José Rogério — Isso sim que é cartel. Você acha que não tem um advogado de plantão lá no cartório, se precisar? É evidente que tem. Temos que ser realistas. Quer dizer que tudo se faz em cartório agora? Vamos voltar aos séculos XVIII e XIX, quando todo registro de pessoas era na igreja? Não tem sentido isso.

ConJur — Mas os cartórios não podem ajudar a fazer certos acordos?
José Rogério — Não. Sou completamente contra esta atividade, em razão da exigência de expertise, do conhecimento. O cartório não está preparado para isso.

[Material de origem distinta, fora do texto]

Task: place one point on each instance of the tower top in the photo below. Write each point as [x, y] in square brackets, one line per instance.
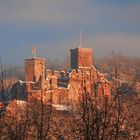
[34, 51]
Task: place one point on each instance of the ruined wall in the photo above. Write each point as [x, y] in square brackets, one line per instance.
[34, 68]
[81, 57]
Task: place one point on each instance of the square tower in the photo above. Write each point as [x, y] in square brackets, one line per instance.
[81, 58]
[34, 68]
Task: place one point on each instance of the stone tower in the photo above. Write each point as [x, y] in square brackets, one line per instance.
[34, 68]
[81, 58]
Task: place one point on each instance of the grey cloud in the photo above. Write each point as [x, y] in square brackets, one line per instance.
[63, 12]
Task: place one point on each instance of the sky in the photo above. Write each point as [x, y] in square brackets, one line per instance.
[53, 26]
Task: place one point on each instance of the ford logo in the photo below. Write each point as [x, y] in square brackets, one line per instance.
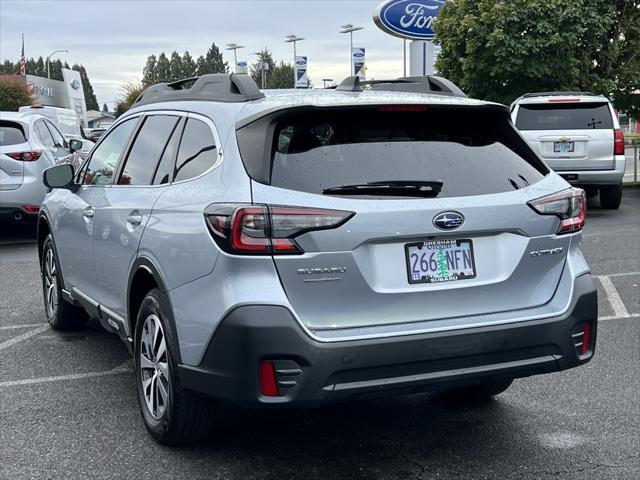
[408, 18]
[448, 220]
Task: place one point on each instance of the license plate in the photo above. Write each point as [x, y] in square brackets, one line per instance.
[563, 147]
[436, 261]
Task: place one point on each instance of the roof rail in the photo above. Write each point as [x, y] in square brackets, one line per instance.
[215, 87]
[554, 94]
[427, 84]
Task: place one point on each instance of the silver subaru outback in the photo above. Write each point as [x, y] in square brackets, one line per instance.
[296, 248]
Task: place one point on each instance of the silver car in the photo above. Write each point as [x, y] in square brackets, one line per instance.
[29, 143]
[578, 135]
[297, 248]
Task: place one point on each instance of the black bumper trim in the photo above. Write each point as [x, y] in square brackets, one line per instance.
[311, 373]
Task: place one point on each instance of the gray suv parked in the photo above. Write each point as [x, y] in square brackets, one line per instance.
[296, 248]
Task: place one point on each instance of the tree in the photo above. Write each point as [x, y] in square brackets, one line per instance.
[163, 69]
[149, 73]
[212, 62]
[500, 50]
[282, 76]
[89, 94]
[188, 65]
[175, 67]
[264, 56]
[13, 94]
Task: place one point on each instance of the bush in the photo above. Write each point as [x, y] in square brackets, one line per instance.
[13, 94]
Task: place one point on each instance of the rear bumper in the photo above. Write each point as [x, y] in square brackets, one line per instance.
[312, 373]
[596, 177]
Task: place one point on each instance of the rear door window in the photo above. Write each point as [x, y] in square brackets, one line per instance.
[11, 134]
[470, 152]
[197, 152]
[564, 116]
[148, 146]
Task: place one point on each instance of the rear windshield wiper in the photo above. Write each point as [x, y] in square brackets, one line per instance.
[391, 188]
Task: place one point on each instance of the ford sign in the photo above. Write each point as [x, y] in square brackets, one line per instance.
[413, 19]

ConJur — Advogados públicos devem ter direito a honorários de sucumbência?
José Rogério — É interessante. Hoje, o advogado público não quer se filiar à Ordem dos Advogados do Brasil, e aí aplica o estatuto para dizer que a sucumbência é dele. É um paradoxo, mas isso é detalhe. Não tenho condição de opinar sobre este tema, porque não tenho conhecimento mais pormenorizado do atual sistema.

ConJur — O senhor dá aulas na Faculdade de Direito da USP e lá há professores que atuam em regime de dedicação exclusiva, outros não. Como o senhor vê isso?
José Rogério — Um professor na Europa que tenha regime de dedicação exclusiva vive dignamente com o salário que ganha. No Brasil, ele não vive tão bem assim. Em outras unidades da USP, alguns professores complementam o salário nos projetos da universidade com a iniciativa privada. Na Faculdade de Direito não há condição para fazer isso.

ConJur — O senhor se refere às fundações?
José Rogério É. Pelas fundações. Hoje o salário melhorou, o ambiente de trabalho melhorou, a carreira está bem estruturada. Tem havido uma mobilização para abrirmos cursos de especialização pela Fundação Arcadas, visando inclusive a desafogar o nosso programa de pós-gradução, que é muito procurado, devido ao seu tradicional prestígio.

ConJur — Há uma queixa geral entre professores universitários quanto à formação básica dos alunos que chegam às faculdades, com dificuldades em leitura e escrita. Isso acontece também na USP, quem tem uma seleção bastante rigorosa?
José Rogério — Sou professor de 5º ano e é isso mesmo. Uma falta de conhecimento de literatura geral e literatura jurídica que é assustadora. Eles têm direitos, mas não têm dever nenhum. Universidade pública tem tido uma frequência que deixa muito a desejar. Muitos professores exigem controle de presença.

ConJur — E por que não é feito?
José Rogério — Cada um é responsável pelos seus atos. Eu procuro cumprir meus horários. Não vou ser mais realista do que o rei. Depois, não elaboram prova demonstrando o esperado conhecimento da matéria. Os alunos de 5º ano, em geral, não têm atingido um grau de dedicação que se espera.

ConJur — Hoje o estudante de Direito está no 1º ano e já pode estagiar em um escritório. Qual período seria adequado para o estágio?
José Rogério — A partir do 3º ano ele já tem condição de saber onde se localiza a Praça da Sé ou o Fórum João Mendes (risos).